March 19th 2006
i knew it wouldn’t be easy; now I’m sad about it, too
For the last couple of days, I’ve been ruminating on the New York Times article on women in the law. I wanted to write something substantive about it, but really couldn’t get past my first impression–the article leaves me feeling vaguely sad. The fact that my career will likely be more difficult than my male peers’ is frustrating, and is only made worse because I know that, in large part, that difficulty will arise out of my/our desire to raise a family. I’m not oblivious to the fact that I won’t be able to be a stay at home mom–but that’s OK, because I’ve never wanted that. Furthermore, having been raised by a single mom who worked and went to school, I know that kids still turn out OK even when their parents aren’t always around.
But still the article makes me sad. First, it approaches the career of a woman in law as one with a specific trajectory–into partnership. Sure, the author interviewed women who have done different things, but the general tenor of the article suggested that, by leaving the partnership track, those women were somehow failing. Or, that, because many women don’t make it to partner, the “system” has failed them.

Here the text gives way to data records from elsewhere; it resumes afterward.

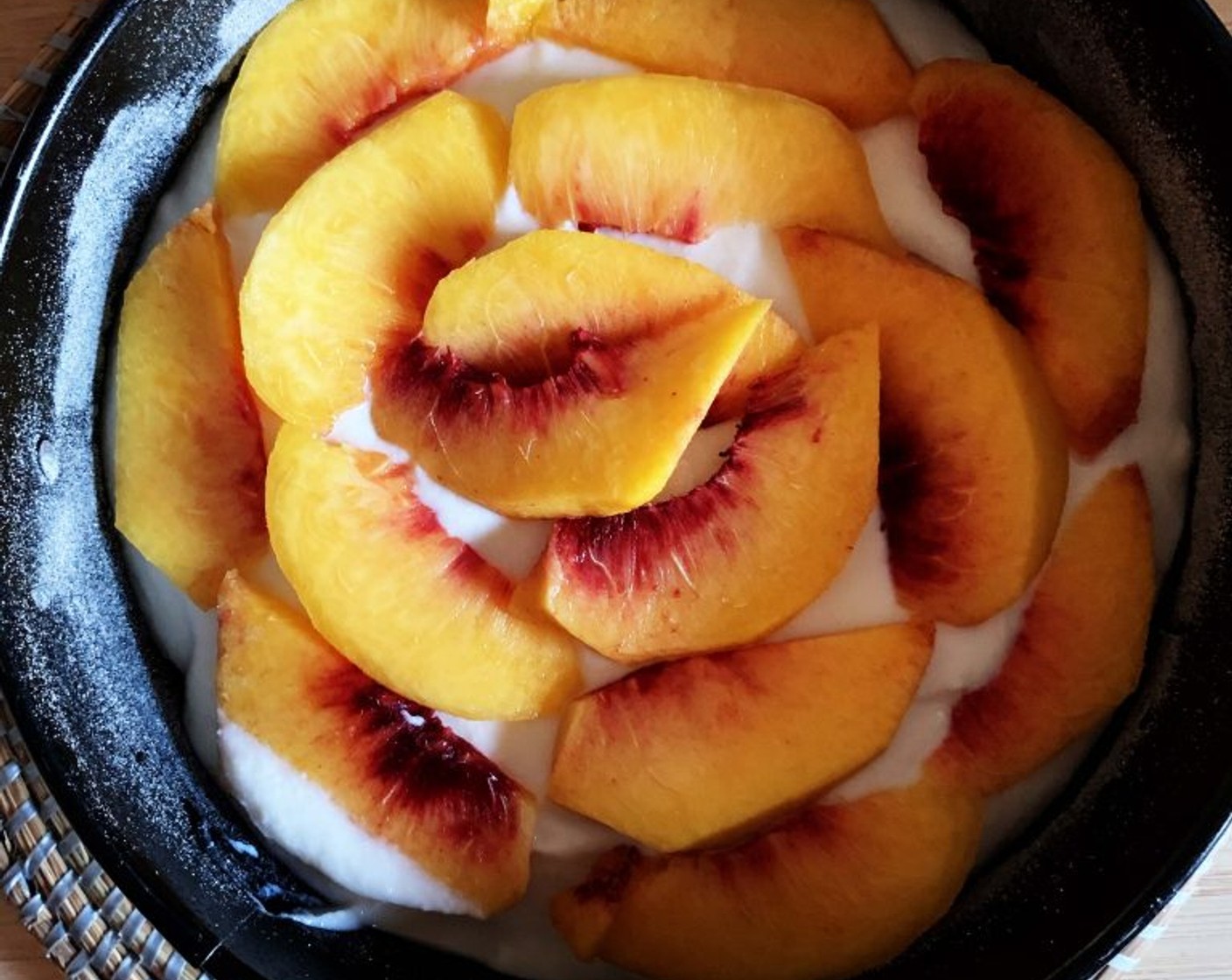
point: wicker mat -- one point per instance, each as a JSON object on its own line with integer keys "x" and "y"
{"x": 62, "y": 894}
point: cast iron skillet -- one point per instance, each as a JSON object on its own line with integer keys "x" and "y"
{"x": 102, "y": 708}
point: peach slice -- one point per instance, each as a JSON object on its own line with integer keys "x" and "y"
{"x": 1080, "y": 651}
{"x": 320, "y": 73}
{"x": 190, "y": 465}
{"x": 355, "y": 254}
{"x": 498, "y": 314}
{"x": 413, "y": 608}
{"x": 387, "y": 760}
{"x": 974, "y": 460}
{"x": 1057, "y": 228}
{"x": 510, "y": 21}
{"x": 833, "y": 52}
{"x": 830, "y": 892}
{"x": 733, "y": 558}
{"x": 598, "y": 434}
{"x": 676, "y": 157}
{"x": 685, "y": 753}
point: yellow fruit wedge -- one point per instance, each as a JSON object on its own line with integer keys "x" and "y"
{"x": 833, "y": 52}
{"x": 355, "y": 254}
{"x": 514, "y": 310}
{"x": 598, "y": 436}
{"x": 694, "y": 752}
{"x": 190, "y": 465}
{"x": 678, "y": 157}
{"x": 733, "y": 558}
{"x": 974, "y": 456}
{"x": 319, "y": 74}
{"x": 1080, "y": 648}
{"x": 411, "y": 606}
{"x": 1057, "y": 228}
{"x": 388, "y": 762}
{"x": 830, "y": 894}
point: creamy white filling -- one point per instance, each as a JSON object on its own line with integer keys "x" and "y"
{"x": 522, "y": 941}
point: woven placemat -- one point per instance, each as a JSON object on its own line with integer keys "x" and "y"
{"x": 62, "y": 894}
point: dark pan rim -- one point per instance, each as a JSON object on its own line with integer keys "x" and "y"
{"x": 100, "y": 706}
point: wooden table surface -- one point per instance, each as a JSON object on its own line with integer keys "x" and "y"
{"x": 1198, "y": 941}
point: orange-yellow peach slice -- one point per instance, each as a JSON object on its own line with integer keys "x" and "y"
{"x": 320, "y": 73}
{"x": 387, "y": 760}
{"x": 598, "y": 434}
{"x": 510, "y": 21}
{"x": 737, "y": 556}
{"x": 833, "y": 52}
{"x": 355, "y": 254}
{"x": 830, "y": 892}
{"x": 1080, "y": 650}
{"x": 1057, "y": 228}
{"x": 676, "y": 157}
{"x": 691, "y": 752}
{"x": 514, "y": 310}
{"x": 410, "y": 606}
{"x": 190, "y": 466}
{"x": 974, "y": 460}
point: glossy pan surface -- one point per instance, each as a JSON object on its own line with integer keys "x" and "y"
{"x": 100, "y": 706}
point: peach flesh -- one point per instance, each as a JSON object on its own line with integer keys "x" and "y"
{"x": 737, "y": 556}
{"x": 535, "y": 955}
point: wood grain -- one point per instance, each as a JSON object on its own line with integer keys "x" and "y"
{"x": 1198, "y": 941}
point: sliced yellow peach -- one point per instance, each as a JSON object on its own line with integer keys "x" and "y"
{"x": 691, "y": 752}
{"x": 514, "y": 311}
{"x": 190, "y": 465}
{"x": 598, "y": 434}
{"x": 355, "y": 254}
{"x": 1057, "y": 228}
{"x": 510, "y": 21}
{"x": 830, "y": 892}
{"x": 676, "y": 157}
{"x": 387, "y": 760}
{"x": 974, "y": 460}
{"x": 737, "y": 556}
{"x": 1080, "y": 650}
{"x": 410, "y": 606}
{"x": 833, "y": 52}
{"x": 320, "y": 73}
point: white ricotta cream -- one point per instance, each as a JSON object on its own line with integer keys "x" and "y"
{"x": 368, "y": 877}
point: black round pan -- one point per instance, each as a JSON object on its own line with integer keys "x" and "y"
{"x": 100, "y": 706}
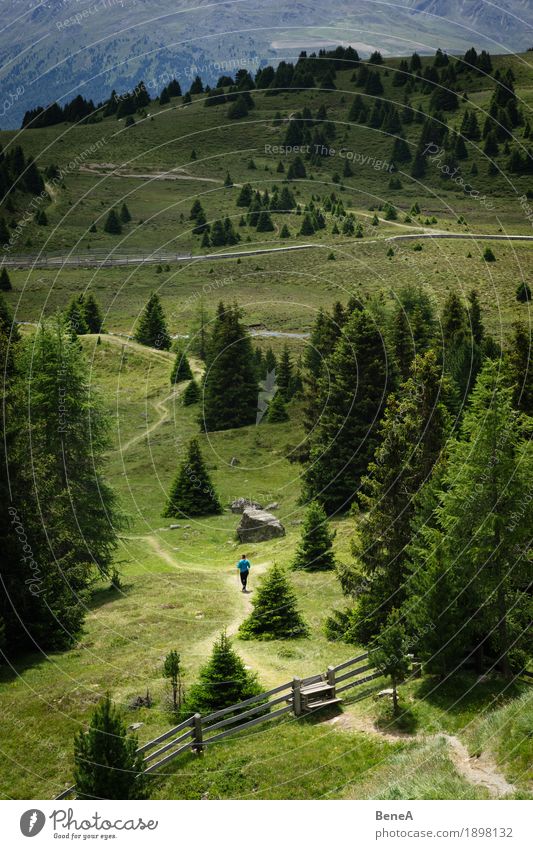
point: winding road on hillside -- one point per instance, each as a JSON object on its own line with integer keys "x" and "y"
{"x": 101, "y": 260}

And maybe that’s where the sadness comes from for me. Because while I know that law firms have done things the way they’ve done them for many, many decades, I don’t necessarily think the law firm system–overworked associate toiling towards partnership–is the best one. The article, for instance, touches on the problems with billable hours:
Over the last two decades, as law firms have devoted themselves more keenly to the bottom line, depression and dissatisfaction rates among both female and male lawyers has grown, analysts say; many lawyers of both genders have found their schedules and the nature of their work to be dispiriting.
And that’s a great observation, even if it’s not breaking news to me or any of my classmates. The problem is that the author doesn’t really impugn the actual concept of the billable hour. Instead, it focuses on firms that use other factors when making compensation decisions: “Compensation is also based on a number of other factors, including leadership and business development activities, among which billable hours are just one component.”
What I wanted the author to get to–and what he very carefully avoided getting at–is that billable hours are inherently NOT family-friendly. What I’m saying is not new stuff, either–people like Matt Homann have written more and better about the problems with billable hours. I just want to point out that, from a family standpoint, working in a system that rewards more tasks, done more discretely does not reward the innovative or efficient employee. And the one thing that all the working moms I know have in common is a passion for doing more, more efficiently.
Further, the article didn’t address any of the other inherent shortcomings in the law firm system. It didn’t shine a spotlight into the perhaps outdated methods law firms use. One woman interviewed said,
“We have a long way to go. It’s my dream that more women will stick it out in the law until they get to the fun part, and it just breaks my heart to see them giving up the dream.”
But why does any young lawyer have to “stick it out”? Why isn’t it fun from the beginning? The irony is pretty thick here–gosh, it’s pretty bad that women don’t stick it out, when, after all, the way we treat our employees means they won’t have any fun for the first several years. The article acknowledges the mentoring problems in law firms without pointing out that any career which requires three years of (expensive) graduate education should perhaps offer more for the junior associate than several years of expected drudgery before the job gets “fun.” So, sure, shucks, I’m sorry too that career paths at law firms for women, with or without families, are so difficult or are so uncertain. And gee, I’m sorry that, in the hard-bitten law firm world, women who don’t learn to say “I want” don’t go places. But maybe, you know, the problem is really the business model that rewards only a single kind of aggressiveness and farms out its dullest tasks to the most junior employees–employees who, particularly if they are women and mothers, will rarely hesitate to walk away from it all.
So the article made me sad. Because it didn’t say anything I hadn’t already thought about, it just put some hard facts on paper. It seemed to accept that the law firm environment is a fait accompli, perhaps changeable in some ways (considering, for instance, an associate’s ability to work in a team along with her total billable hours when handing out bonuses), but not substantially. And if we, meaning female lawyers and law students, accept that, then it really won’t be substantially changeable. Nor will it be if the problem is seen as confined to women. The last line of the article is really the most true, even if it is clichéd:
“I think diversity is a beneficial thing in an organization,” she adds. “Without it, you have a loss of different points of view.”
Men, women, law firms, everyone (the WORLD) suffers when women are driven out of the workplace. I bet a lot of women thought that fundamental problem had been solved decades ago. Well, not in law firms. How much longer will take?